The Terezín Commemoration is always preceded by an act of remembrance at the former execution ground in the Gestapo Police Prison in the Small Fortress, held in honour of the victims of the last wartime execution, just before the end of the war, on 2 May 1945. The event is also dedicated to all other victims of this infamous repressive facility.

However, acts of remembrance are also held to honour the victims of the other totalitarian regime that ruled the country for several decades. Symbolic in this regard is Dr Milada Horáková, a leading democratic politician jailed in the Gestapo Police Prison during the war. As soon as the war ended, Horáková joined the struggle for the future orientation of Czechoslovakia; soon after the Communist dictatorship came to power, she was sentenced to death in a politically motivated show trial and executed. A commemoration is held in the Milada Horáková Memorial Hall in the Small Fortress every year in June to mark the anniversary of her execution. This event is organised in conjunction with the Confederation of Political Prisoners.

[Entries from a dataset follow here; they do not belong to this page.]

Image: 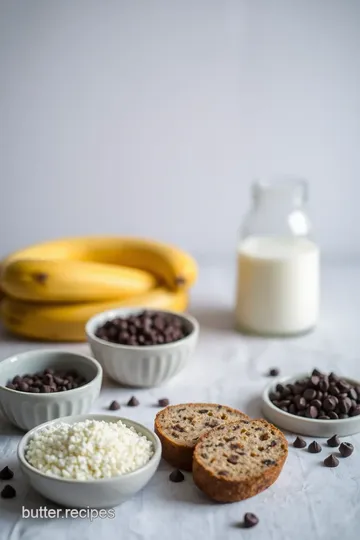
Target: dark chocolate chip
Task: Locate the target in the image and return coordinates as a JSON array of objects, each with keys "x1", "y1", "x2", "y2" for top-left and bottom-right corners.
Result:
[
  {"x1": 306, "y1": 405, "x2": 319, "y2": 418},
  {"x1": 327, "y1": 435, "x2": 340, "y2": 448},
  {"x1": 348, "y1": 388, "x2": 358, "y2": 399},
  {"x1": 319, "y1": 379, "x2": 329, "y2": 392},
  {"x1": 329, "y1": 386, "x2": 340, "y2": 397},
  {"x1": 324, "y1": 454, "x2": 339, "y2": 467},
  {"x1": 127, "y1": 396, "x2": 140, "y2": 407},
  {"x1": 109, "y1": 401, "x2": 120, "y2": 411},
  {"x1": 350, "y1": 405, "x2": 360, "y2": 416},
  {"x1": 308, "y1": 441, "x2": 321, "y2": 454},
  {"x1": 310, "y1": 399, "x2": 322, "y2": 409},
  {"x1": 339, "y1": 442, "x2": 354, "y2": 457},
  {"x1": 0, "y1": 466, "x2": 14, "y2": 480},
  {"x1": 323, "y1": 396, "x2": 337, "y2": 412},
  {"x1": 303, "y1": 388, "x2": 316, "y2": 401},
  {"x1": 339, "y1": 397, "x2": 352, "y2": 414},
  {"x1": 338, "y1": 380, "x2": 351, "y2": 392},
  {"x1": 169, "y1": 469, "x2": 185, "y2": 483},
  {"x1": 244, "y1": 512, "x2": 259, "y2": 529},
  {"x1": 293, "y1": 437, "x2": 306, "y2": 448},
  {"x1": 261, "y1": 459, "x2": 276, "y2": 467},
  {"x1": 310, "y1": 375, "x2": 320, "y2": 388},
  {"x1": 158, "y1": 398, "x2": 170, "y2": 407},
  {"x1": 1, "y1": 484, "x2": 16, "y2": 499}
]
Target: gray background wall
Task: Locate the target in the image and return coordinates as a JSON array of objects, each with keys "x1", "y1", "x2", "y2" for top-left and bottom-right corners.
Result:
[{"x1": 0, "y1": 0, "x2": 360, "y2": 257}]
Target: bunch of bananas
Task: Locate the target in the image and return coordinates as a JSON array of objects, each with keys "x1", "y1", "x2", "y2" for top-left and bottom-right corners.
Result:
[{"x1": 0, "y1": 237, "x2": 197, "y2": 341}]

In the research sector in general, the Terezín Memorial expanded the processing of documents from the domestic and foreign archives, as well as recollections of survivors, plus the research results gained by the Memorial’s partner organisations and individuals. Collection items kept by the Terezín Memorial have been systematically digitised and an increasing amount of its files has successively been made available to researchers and the general public on the Memorial’s website, together with search engines for databases of former inmates. In addition to the Department of History, other specialised sections of the Terezín Memorial, namely the Department of Collections and the Department of Documentation, have been participated in implementing this project. Through these activities, the Terezín Memorial has definitely contributed to modern historiography, museology and education. Making such data available to the public also helps to educate adults and younger generations, thereby preventing the falsification of history, the denial of historical facts such as the genocide of the Jews and the phenomena of neo-Nazism, xenophobia and racial intolerance.

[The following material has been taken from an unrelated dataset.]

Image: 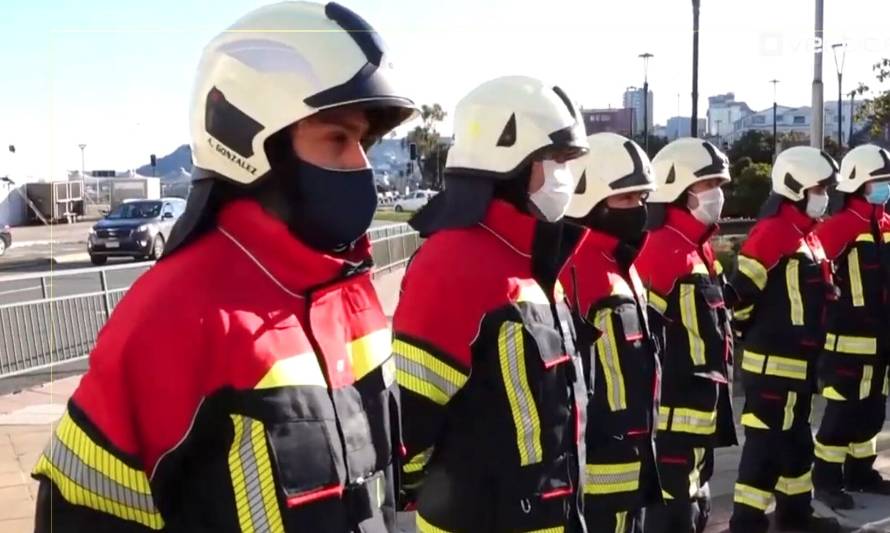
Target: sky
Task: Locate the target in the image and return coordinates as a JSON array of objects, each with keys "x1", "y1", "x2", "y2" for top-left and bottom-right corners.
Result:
[{"x1": 0, "y1": 0, "x2": 890, "y2": 178}]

Participants of the teachers training seminar organized every year under the title “Holocaust in Education”.

The activities of the Terezín Memorial maintain a permanent emphasis on the memory of the Holocaust today. Interest is great and many young people are discovering more about this earlier unknown chapter of the history of their country. Some are even discovering their Jewish roots after a long period of forced assimilation. The number of Czech visitors to the Terezín Memorial has been increasing faster than that of foreigners. We hope that this positive attitude of the Czech population will grow as a result of new education and media influence. However, racism is still a problem in our country. It is connected mainly with the situation of the Roma minority, but there are also those who deny the Holocaust. Learning from the memory of the Holocaust therefore remains important not only for the memory of the victims, but also for education about democracy and the danger of racism.